The screening of the film in the US, scheduled for Dec 25, was cancelled after Sony was targetted with a hacking attack, which the US administration attributes to North Korea, and the cyber-pirates subsequently threatened to cause panic at movie theatres showing the film.
At least two independent US theatres announced Tuesday that they will show The Interview.
Atlanta's Plaza Theatre and The Alamo Draft house in Dallas are going to show the film on Christmas Day, the owners of those theatres announced.
Sony confirmed that it will authorise those theatres to show the film, a comedy with Seth Rogen and James Franco about a fictitious US plot to assassinate North Korean leader Kim Jong-un, something that the Pyongyang government had called an "act of war".

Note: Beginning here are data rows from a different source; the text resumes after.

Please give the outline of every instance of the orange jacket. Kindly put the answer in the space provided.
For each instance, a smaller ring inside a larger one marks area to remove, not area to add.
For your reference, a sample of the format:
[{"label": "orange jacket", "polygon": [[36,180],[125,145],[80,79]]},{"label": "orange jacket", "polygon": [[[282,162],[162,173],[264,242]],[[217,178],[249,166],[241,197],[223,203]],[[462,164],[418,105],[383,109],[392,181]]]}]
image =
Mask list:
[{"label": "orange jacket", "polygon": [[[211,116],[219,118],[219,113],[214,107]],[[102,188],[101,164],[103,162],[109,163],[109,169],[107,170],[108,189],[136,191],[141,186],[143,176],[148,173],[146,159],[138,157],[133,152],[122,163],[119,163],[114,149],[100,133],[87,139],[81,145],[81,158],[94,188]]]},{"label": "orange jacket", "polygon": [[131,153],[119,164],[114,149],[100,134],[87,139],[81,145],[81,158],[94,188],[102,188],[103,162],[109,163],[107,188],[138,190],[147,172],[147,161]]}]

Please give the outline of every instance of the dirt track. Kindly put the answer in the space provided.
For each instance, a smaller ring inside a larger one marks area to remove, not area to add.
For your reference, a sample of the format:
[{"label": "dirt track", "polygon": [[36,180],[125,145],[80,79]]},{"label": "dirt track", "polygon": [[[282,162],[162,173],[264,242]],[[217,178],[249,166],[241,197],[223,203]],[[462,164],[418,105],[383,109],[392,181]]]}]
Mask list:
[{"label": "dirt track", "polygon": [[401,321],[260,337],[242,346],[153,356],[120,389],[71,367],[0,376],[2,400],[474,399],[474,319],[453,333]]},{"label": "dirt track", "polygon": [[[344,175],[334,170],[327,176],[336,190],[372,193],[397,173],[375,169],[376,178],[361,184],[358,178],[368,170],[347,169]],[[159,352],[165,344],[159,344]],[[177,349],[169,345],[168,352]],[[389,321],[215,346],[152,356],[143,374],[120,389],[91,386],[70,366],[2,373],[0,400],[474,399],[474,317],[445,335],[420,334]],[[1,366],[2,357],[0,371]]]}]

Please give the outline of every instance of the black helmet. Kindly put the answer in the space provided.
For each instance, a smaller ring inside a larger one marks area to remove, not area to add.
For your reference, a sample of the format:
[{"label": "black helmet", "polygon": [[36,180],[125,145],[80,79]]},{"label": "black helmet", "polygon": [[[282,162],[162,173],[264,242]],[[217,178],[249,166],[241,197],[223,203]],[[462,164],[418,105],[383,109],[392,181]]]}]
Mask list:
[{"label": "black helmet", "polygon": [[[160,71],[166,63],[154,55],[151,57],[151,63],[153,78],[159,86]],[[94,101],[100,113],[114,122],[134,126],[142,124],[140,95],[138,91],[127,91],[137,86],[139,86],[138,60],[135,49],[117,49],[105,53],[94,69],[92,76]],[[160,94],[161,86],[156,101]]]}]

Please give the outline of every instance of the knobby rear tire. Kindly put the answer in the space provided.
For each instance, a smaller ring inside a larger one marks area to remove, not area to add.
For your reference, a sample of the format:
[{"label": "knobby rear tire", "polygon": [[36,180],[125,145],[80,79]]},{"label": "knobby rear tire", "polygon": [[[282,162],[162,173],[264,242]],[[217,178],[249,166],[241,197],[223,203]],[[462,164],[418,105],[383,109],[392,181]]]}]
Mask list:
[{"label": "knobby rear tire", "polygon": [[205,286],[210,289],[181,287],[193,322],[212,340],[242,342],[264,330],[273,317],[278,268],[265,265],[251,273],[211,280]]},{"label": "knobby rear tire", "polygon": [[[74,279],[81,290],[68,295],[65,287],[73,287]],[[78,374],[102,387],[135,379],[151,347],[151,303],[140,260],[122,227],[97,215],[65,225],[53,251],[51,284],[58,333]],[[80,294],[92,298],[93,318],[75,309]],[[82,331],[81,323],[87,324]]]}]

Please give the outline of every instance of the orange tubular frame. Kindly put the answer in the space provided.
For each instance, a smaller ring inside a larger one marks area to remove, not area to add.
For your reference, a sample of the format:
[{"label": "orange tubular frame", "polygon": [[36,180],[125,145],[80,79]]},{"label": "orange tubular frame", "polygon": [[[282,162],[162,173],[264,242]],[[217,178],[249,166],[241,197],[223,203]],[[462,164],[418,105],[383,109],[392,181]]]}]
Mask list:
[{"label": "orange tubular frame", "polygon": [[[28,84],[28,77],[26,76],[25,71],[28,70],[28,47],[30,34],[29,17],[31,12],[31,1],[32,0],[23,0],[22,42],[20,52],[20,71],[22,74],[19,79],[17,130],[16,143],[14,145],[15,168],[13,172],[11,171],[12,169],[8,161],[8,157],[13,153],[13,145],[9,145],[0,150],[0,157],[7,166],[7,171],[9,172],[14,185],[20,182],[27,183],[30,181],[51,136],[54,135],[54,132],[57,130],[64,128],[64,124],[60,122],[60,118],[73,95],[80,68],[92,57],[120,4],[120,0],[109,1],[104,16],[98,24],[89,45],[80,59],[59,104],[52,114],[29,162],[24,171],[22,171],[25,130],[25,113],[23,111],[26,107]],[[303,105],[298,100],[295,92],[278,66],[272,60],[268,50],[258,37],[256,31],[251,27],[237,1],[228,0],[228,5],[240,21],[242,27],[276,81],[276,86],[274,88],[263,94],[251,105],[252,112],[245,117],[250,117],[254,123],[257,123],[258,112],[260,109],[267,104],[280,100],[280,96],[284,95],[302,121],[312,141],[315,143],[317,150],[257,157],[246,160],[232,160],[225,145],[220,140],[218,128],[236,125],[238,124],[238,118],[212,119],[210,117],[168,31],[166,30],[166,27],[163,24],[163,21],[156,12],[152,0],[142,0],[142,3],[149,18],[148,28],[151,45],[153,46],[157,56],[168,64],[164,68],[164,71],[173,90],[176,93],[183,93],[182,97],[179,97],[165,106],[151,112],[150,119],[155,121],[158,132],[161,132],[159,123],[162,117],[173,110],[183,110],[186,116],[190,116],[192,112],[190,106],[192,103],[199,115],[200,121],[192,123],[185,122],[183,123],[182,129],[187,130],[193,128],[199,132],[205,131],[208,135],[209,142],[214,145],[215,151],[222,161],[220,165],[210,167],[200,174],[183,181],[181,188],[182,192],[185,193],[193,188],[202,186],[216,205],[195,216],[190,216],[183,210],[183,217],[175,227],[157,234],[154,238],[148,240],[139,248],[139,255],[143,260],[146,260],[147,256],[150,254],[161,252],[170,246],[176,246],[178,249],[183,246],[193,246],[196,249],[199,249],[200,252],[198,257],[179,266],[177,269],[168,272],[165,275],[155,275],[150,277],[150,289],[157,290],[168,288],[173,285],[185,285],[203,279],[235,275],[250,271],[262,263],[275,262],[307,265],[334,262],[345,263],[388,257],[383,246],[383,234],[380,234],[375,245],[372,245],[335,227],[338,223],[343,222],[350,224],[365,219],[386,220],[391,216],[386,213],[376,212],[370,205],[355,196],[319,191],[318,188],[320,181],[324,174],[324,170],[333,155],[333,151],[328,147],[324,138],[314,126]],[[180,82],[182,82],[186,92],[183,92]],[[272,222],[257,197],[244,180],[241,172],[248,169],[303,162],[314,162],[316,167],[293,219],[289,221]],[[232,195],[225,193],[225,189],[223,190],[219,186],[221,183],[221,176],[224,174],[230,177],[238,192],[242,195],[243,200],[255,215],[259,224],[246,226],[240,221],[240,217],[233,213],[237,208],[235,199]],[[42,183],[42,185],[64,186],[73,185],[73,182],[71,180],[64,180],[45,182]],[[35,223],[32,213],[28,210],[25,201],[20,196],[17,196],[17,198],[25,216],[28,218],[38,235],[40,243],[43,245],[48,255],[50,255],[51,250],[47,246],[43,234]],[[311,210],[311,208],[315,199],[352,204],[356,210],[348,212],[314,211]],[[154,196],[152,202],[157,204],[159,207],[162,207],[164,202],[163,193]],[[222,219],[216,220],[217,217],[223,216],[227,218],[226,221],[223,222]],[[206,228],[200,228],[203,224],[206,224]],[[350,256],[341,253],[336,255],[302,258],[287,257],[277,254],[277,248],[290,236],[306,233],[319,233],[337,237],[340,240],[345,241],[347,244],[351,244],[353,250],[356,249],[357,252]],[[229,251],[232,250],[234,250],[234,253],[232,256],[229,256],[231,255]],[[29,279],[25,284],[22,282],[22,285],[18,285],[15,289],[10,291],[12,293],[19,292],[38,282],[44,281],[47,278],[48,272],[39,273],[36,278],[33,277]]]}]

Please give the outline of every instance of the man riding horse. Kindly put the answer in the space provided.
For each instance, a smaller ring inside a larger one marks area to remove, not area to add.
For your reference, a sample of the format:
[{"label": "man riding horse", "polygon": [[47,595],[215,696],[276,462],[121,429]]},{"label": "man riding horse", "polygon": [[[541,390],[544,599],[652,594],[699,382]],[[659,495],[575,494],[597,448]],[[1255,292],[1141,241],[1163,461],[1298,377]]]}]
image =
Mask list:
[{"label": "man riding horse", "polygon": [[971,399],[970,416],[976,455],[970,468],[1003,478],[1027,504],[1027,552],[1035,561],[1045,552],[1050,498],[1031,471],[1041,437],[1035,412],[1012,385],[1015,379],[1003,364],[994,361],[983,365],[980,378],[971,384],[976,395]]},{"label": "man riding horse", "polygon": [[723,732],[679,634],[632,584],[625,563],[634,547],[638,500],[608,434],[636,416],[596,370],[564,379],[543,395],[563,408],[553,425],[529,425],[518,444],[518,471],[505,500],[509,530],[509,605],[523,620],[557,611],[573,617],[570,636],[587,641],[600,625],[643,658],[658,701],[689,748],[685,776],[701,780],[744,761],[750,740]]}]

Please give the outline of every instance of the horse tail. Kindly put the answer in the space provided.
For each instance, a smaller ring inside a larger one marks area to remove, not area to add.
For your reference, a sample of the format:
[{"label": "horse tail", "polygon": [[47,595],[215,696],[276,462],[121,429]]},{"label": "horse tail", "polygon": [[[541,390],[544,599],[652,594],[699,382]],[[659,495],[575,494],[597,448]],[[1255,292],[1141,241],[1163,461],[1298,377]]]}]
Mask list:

"We have never given up on releasing 'The Interview,'," said Sony Entertainment CEO Michael Lynton. "While we hope this is only the first step of the film's release, we are proud to make it available to the public and to have stood up to those who attempted to suppress free speech."
Earlier, Tim League, the owner of The Alamo Drafthouse, wrote on Twitter that Sony had authorised the showing of "The Interview" on Christmas Day, and said that tickets would go on sale immediately.
James Wallace, the creative manager for Dallas theatre, also said the film will be shown there and that the tickets were being made available to the public.
In the Nov 24 cyber-attack, the hackers stole, among other data, Social Security numbers and medical records of over 3,000 of the Sony's employees.
In addition, the cyber-pirates -- calling themselves the "Guardians of Peace" -- stole five new feature length films from Sony, one of Hollywood's largest film studios, and leaked them on the internet prior to their scheduled releases.
The US government has also begun reevaluating whether or not to place North Korea back on the State Department's list of countries that sponsor terrorism after the cyber-attack. Former president George W. Bush had removed Pyongyang from the list in 2008.
Obama said last Sunday that the attack on Sony Pictures was not an "act of war" but one of "cyber-vandalism" to which the US would give a "proportionate" response.
North Korea Monday found that it was cut off completely from the internet for yet undetermined reasons, several days after the US had blamed that country for the cyber-attack.